Not all smaller penises are born equal, of course. “The term ‘micropenis’ seems really unhelpful to me,” says Ant Smith, performance poet and author of the Small Penis Bible. “Like, is a guy with a 6.9-centimeter [2.7 inches] willy fundamentally ‘different’ to a guy sporting 7.1 centimeters [2.8 inches]? It’s a ridiculous proposition. At 10 centimeters [3.9 inches], I’m not what a medical practitioner might describe as a ‘micropenis,’ although soft I can be well under an inch. I can say that I tend to use a urinal hands-free. At my size, the stream flows straight forward, with no dangle to worry about.”

Hands-free peeing might make texting easier, but it’s not for everyone. A lot of product design seems to be based around some sort of perceived “average size” — this being the case, are micropenised men using urinals the equivalent of a really tall guy crammed in an airplane seat?

Klaus Reichardt is the CEO of Waterless and the inventor of the modern incarnation of the waterless urinal.
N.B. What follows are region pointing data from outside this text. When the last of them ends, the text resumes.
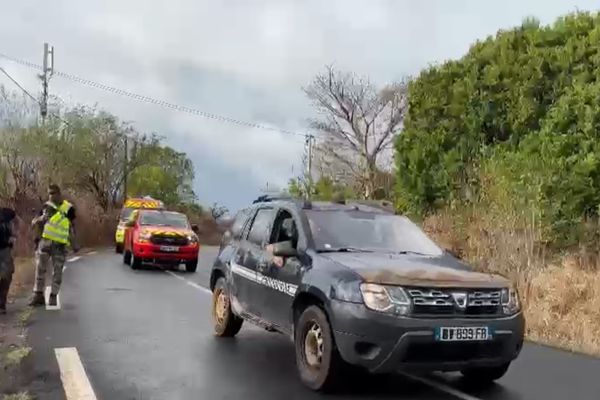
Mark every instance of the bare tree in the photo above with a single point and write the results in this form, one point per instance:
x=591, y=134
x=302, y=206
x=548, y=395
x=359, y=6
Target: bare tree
x=358, y=123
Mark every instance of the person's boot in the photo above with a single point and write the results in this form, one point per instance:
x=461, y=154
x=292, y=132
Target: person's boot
x=37, y=299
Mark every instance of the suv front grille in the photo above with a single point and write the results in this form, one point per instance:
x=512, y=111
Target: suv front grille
x=455, y=302
x=164, y=240
x=453, y=352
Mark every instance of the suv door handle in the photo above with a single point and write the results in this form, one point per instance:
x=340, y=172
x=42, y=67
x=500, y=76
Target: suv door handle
x=262, y=266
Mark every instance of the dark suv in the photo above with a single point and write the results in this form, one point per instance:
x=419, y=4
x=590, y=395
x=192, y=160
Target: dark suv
x=357, y=287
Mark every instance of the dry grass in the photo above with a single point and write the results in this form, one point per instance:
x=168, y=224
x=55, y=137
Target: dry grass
x=560, y=292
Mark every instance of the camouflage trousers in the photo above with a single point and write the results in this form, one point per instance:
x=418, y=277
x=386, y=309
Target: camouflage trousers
x=7, y=268
x=49, y=253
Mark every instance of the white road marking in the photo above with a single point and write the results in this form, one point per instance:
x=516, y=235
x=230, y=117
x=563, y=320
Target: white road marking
x=441, y=386
x=72, y=374
x=426, y=381
x=188, y=282
x=47, y=296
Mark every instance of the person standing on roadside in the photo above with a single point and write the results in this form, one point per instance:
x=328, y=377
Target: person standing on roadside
x=7, y=265
x=57, y=234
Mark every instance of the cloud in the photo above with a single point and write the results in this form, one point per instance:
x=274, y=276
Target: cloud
x=243, y=59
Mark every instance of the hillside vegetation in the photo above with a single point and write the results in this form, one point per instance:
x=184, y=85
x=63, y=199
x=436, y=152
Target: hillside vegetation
x=499, y=158
x=83, y=150
x=501, y=155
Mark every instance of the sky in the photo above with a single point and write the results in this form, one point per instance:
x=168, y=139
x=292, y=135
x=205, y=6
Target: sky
x=243, y=59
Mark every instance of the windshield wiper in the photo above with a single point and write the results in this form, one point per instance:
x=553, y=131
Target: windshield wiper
x=345, y=250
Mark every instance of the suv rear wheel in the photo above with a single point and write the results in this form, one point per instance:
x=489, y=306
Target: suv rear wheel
x=226, y=323
x=126, y=257
x=486, y=374
x=317, y=359
x=191, y=266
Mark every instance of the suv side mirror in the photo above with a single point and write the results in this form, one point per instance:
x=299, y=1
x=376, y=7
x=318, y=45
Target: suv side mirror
x=454, y=254
x=284, y=249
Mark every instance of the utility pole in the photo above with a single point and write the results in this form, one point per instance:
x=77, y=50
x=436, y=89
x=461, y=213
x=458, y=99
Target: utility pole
x=309, y=155
x=48, y=71
x=309, y=143
x=125, y=166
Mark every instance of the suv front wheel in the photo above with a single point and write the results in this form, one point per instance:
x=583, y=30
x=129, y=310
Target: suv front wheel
x=226, y=323
x=317, y=359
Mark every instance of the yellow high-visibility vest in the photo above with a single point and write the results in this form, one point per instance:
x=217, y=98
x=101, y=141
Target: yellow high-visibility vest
x=58, y=227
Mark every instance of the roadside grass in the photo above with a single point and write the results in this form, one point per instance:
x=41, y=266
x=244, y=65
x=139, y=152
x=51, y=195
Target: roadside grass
x=560, y=291
x=15, y=356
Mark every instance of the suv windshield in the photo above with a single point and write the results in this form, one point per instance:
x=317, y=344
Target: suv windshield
x=162, y=218
x=367, y=231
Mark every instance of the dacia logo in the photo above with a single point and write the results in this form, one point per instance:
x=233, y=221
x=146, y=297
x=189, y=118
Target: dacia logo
x=460, y=298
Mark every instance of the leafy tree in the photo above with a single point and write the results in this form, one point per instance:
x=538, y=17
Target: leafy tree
x=523, y=107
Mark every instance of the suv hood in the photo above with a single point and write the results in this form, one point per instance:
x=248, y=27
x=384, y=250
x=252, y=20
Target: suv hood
x=166, y=230
x=415, y=270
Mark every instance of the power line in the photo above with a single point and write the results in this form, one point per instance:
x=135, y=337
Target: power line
x=151, y=100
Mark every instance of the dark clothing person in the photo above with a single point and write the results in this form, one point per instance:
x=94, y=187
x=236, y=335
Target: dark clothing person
x=7, y=266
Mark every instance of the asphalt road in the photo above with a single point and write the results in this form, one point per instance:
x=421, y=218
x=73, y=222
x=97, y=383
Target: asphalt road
x=146, y=335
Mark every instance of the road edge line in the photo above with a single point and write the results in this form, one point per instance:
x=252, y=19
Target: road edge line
x=72, y=374
x=440, y=386
x=190, y=283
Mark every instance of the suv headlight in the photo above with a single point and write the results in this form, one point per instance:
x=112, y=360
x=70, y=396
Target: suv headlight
x=144, y=236
x=385, y=299
x=510, y=301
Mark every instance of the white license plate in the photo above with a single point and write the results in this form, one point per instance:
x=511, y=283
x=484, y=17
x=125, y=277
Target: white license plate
x=169, y=248
x=462, y=334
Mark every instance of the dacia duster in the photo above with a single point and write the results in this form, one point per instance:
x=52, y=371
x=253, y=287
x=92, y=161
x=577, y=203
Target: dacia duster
x=357, y=287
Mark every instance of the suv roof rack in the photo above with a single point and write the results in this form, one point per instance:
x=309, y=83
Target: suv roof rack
x=269, y=197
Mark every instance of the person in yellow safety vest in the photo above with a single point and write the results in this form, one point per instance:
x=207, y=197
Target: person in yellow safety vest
x=57, y=233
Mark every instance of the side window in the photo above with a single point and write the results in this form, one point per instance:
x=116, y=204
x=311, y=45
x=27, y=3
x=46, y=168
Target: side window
x=259, y=231
x=239, y=222
x=284, y=229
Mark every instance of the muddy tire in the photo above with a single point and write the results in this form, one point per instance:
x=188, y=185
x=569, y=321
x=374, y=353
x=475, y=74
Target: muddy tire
x=319, y=363
x=485, y=375
x=127, y=257
x=225, y=322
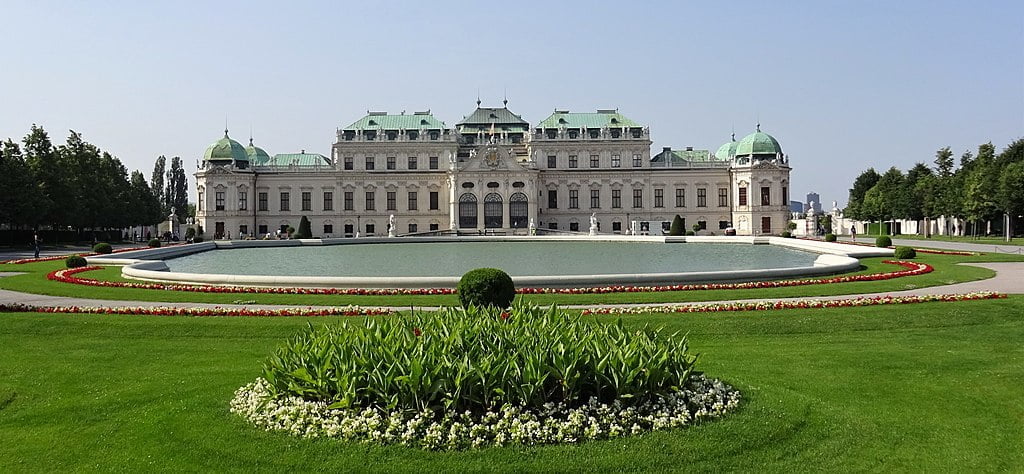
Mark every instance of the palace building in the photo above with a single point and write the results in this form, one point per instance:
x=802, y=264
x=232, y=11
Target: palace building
x=493, y=172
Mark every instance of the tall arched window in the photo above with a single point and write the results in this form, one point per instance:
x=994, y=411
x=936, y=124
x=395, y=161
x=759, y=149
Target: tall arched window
x=518, y=212
x=493, y=211
x=467, y=211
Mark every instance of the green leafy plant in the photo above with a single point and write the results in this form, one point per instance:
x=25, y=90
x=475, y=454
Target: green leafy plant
x=904, y=253
x=485, y=287
x=477, y=359
x=677, y=226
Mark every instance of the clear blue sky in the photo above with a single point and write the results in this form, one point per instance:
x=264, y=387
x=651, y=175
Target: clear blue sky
x=842, y=85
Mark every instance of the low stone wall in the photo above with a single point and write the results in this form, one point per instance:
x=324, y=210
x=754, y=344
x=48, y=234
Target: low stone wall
x=836, y=258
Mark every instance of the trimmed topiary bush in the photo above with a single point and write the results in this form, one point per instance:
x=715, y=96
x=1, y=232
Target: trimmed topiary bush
x=485, y=287
x=904, y=253
x=677, y=226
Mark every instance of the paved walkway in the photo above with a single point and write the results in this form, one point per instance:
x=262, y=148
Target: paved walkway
x=1009, y=278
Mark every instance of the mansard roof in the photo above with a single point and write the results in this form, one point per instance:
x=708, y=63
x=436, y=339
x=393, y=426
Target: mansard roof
x=385, y=121
x=600, y=119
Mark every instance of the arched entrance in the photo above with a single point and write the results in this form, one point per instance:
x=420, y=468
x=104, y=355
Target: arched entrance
x=467, y=211
x=518, y=211
x=493, y=211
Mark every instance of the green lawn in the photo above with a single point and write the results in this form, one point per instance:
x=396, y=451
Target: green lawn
x=946, y=271
x=927, y=387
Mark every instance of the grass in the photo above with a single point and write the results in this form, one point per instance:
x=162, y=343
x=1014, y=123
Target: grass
x=927, y=387
x=946, y=271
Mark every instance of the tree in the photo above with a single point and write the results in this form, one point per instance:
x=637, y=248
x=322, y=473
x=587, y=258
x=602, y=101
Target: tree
x=157, y=183
x=677, y=226
x=176, y=194
x=863, y=182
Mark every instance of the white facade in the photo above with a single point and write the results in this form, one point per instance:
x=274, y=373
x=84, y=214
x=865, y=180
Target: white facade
x=494, y=173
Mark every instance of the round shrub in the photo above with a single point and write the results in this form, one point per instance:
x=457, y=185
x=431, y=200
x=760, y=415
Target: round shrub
x=904, y=253
x=485, y=287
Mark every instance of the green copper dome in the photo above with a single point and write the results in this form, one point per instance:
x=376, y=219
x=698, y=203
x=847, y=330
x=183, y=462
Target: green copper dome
x=256, y=155
x=758, y=143
x=225, y=149
x=726, y=152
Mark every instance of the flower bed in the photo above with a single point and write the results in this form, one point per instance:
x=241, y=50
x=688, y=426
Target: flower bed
x=795, y=304
x=704, y=399
x=468, y=378
x=68, y=275
x=179, y=311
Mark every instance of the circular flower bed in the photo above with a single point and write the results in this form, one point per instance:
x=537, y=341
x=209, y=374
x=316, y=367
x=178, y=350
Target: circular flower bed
x=479, y=377
x=68, y=275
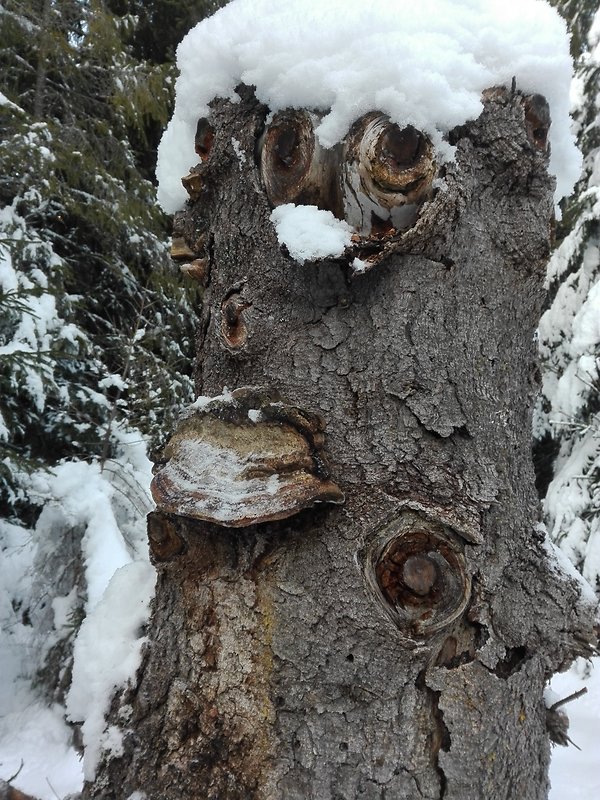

It’s unlikely there’s anyone in the world who knows more about urinals than him, and he’s adamant that they aren’t built with any sort of average dimensions in mind. “With all these years in the business, I can honestly say there is no standard in regards to design,” he says, “except for the way urinals attach to the wall.” By this, he’s referring to the Americans with Disabilities Act, which requires urinals to protrude at least 14 inches from the wall and be no more than 17 inches from the floor.

However, Reichardt points out that a lot of people’s techniques could do with some improvement. “The old ‘stand closer, it’s not as long as you think’ is an old but probably good one,” he says. “And the power of your stream will be affected by your age. Finally, and most importantly, aiming into the curvature of the urinal can avoid backsplash.” 

Reichardt is a urinal fly enthusiast, and he advises that (again) aiming to the curve and just off to the side (textbook urinal fly placement) should help even the most micropenised of men avoid walking out of the bathroom soaked. 

Alternatively, you could always just use the stalls.